I can say that my experience with OSS has been a great one overall in comparison to other stories I've read but yeah I'm trying to level up my skills in some technology to make better contributions to a project, cuz just fixing typos on the docs or the Readme won't cut it for me.
Like many others, the only reason I didn't contribute at first was the anxieties of being judged, or otherwise irrationally thinking I didn't have what it takes. But everyone else can talk of that. I'm beyond those days now; here's what stops me nowadays:
I personally am turned off very fast when the CONTRIBUTING.md is overly complicated. Take Atom's for example... I don't have time for that. At the same time I'm sure there are reasons to have such complex instructions. Maybe it's just me.
A lot of other projects can seem really unwelcoming to contributors, too. For example, I don't have ANY motivation to get involved with Git nor the Linux kernel, because of Torvalds' attitude towards his developers (just look at this)
Another reason, in some projects there appear to be little to no quality control on pull requests, i.e. the maintainers seem to accept literally anything, causing so many problems with the codebase/project that it feels overwhelming to bother contributing.

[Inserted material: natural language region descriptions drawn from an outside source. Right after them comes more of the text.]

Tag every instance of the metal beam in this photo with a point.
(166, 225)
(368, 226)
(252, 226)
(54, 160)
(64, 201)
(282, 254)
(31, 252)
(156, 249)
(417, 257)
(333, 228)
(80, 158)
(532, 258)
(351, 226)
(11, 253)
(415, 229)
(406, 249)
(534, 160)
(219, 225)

Time. Between learning stuff for job, managing time spent on job and then having some left for life (relationship, religion, my own projects which end up being deleted) I have no time to find the project that I might contribute to. Last time I tried to find a project which could potentialy have some code that needs bug fixing or additional feature I found only JS projects which required me to download them and check what are they actually about. Would love to contribute to Java/C# projects or even Groovy/Scala but latter are things I would like to learn not what I can actually contribute.
I generally feel confident enough in my abilities as a developer to make good contributions to open-source. What gives me pause is getting well-acquainted enough with a medium-to-large-sized project to make useful contributions. In a word, time.
Time.. Or lack thereof
In one word: Time!
For me, it's mainly domain knowledge, setup, response rate / attitude.
Helpless maintainers and helpless community will block you in every way you want to contribute.